Path("data").mkdir(parents=True, exist_ok=True)
data_path = Path("data/claim_texts.csv")
text_df.to_csv(data_path, index=False)
print(f"Dataset saved to {data_path.resolve()}")
text_df.head()

## 2. Topic modeling with LDA

In [None]:
df = pd.read_csv("data/claim_texts.csv")
vectorizer = CountVectorizer(max_df=0.9, min_df=5, stop_words=stop_words, ngram_range=(1, 2))
doc_term = vectorizer.fit_transform(df["adjuster_notes"])

lda = LatentDirichletAllocation(n_components=4, random_state=55, learning_method="batch")
topic_matrix = lda.fit_transform(doc_term)

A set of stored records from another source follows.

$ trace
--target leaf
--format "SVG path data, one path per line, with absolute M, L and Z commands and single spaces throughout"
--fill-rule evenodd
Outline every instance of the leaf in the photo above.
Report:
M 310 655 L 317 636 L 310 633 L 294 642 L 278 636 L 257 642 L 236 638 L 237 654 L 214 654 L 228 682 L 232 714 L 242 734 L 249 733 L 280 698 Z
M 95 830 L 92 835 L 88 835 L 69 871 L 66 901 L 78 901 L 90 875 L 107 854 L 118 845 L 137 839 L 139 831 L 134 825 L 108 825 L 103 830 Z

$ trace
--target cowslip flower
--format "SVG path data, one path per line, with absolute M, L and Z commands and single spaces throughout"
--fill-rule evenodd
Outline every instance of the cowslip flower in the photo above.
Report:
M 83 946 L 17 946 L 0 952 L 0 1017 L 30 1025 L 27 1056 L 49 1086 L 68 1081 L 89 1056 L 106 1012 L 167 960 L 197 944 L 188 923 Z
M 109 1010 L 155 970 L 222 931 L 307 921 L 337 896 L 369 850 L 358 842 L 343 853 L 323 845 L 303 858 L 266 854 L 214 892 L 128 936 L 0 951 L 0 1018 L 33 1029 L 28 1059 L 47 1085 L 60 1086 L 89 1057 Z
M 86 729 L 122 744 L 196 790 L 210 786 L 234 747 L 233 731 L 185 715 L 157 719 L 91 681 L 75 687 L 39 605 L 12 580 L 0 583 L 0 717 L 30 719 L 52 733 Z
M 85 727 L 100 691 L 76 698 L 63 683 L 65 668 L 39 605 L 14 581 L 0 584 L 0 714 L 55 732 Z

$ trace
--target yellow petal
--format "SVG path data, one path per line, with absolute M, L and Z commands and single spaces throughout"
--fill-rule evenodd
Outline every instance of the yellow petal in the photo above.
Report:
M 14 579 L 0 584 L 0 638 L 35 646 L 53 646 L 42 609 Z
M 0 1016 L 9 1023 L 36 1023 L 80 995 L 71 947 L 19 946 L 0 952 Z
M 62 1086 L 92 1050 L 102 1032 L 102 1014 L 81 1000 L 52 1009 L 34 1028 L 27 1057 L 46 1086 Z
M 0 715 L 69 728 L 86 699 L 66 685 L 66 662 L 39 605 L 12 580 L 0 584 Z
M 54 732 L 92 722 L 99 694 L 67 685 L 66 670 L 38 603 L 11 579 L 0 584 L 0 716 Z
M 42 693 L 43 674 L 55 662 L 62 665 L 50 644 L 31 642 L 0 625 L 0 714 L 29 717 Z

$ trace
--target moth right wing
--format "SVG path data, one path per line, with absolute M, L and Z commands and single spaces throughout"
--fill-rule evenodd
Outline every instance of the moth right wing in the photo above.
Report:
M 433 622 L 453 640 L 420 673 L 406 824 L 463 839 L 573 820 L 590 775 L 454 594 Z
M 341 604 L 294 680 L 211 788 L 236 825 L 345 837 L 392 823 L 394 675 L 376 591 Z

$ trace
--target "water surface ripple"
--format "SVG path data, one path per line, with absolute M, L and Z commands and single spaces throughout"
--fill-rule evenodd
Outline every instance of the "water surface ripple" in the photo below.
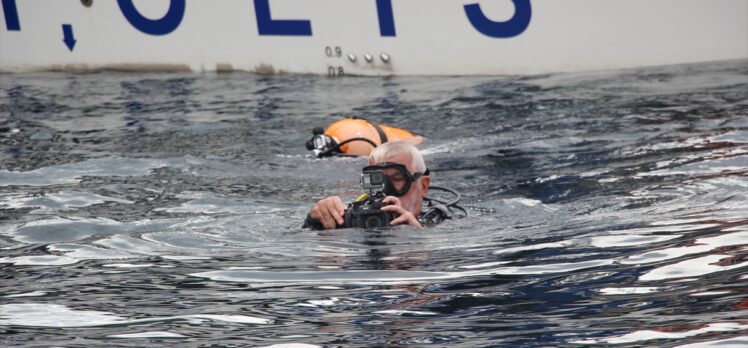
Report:
M 300 229 L 426 135 L 471 217 Z M 509 77 L 0 75 L 2 346 L 748 345 L 748 62 Z

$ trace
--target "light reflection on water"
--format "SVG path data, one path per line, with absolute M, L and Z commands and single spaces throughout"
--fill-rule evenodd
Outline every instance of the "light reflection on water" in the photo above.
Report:
M 2 75 L 0 342 L 744 346 L 746 63 Z M 426 134 L 472 216 L 299 229 L 358 194 L 303 147 L 343 115 Z

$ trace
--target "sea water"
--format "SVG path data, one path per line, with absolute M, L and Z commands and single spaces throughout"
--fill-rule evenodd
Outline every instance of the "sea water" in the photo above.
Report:
M 311 231 L 359 116 L 470 216 Z M 0 75 L 0 344 L 746 346 L 748 61 L 541 76 Z

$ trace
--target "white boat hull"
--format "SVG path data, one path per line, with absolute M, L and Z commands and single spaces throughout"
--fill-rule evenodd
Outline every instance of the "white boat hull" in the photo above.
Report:
M 2 0 L 0 71 L 498 75 L 748 58 L 748 0 L 86 2 Z

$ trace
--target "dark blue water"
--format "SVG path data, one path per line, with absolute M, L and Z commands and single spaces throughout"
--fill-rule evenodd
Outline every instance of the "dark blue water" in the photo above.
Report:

def display_topics(model, feature_names, n_top_words=10):
    topics = []
    for topic_idx, topic in enumerate(model.components_):
        top_features = [feature_names[i] for i in topic.argsort()[:-n_top_words - 1:-1]]
        topics.append({"Topic": f"Topic {topic_idx + 1}", "Top Terms": ", ".join(top_features)})
    return pd.DataFrame(topics)

display_topics(lda, vectorizer.get_feature_names_out())

In [None]:
topic_assignments = topic_matrix.argmax(axis=1)
topic_summary = pd.crosstab(topic_assignments, df["resolution_path"], normalize="index").round(2)
topic_summary

## 3. Text classification to predict resolution path

In [None]:
X_train, X_test, y_train, y_test = train_test_split(
    df["adjuster_notes"], df["resolution_path"], test_size=0.2, random_state=55, stratify=df["resolution_path"]
)

tfidf = TfidfVectorizer(stop_words=stop_words, ngram_range=(1, 2), min_df=3)
X_train_vec = tfidf.fit_transform(X_train)
X_test_vec = tfidf.transform(X_test)

classifier = LogisticRegression(max_iter=1000)
classifier.fit(X_train_vec, y_train)
y_pred = classifier.predict(X_test_vec)

print(classification_report(y_test, y_pred))

In [None]:
feature_to_coeff = zip(tfidf.get_feature_names_out(), classifier.coef_[0])
top_tokens = sorted(feature_to_coeff, key=lambda x: abs(x[1]), reverse=True)[:15]
token_df = pd.DataFrame(top_tokens, columns=["token", "coefficient"])

plt.figure(figsize=(8, 6))
sns.barplot(data=token_df, x="coefficient", y="token", palette="rocket")
plt.title("Influential Tokens for Fast-Track vs Other Resolutions")
plt.tight_layout()
plt.show()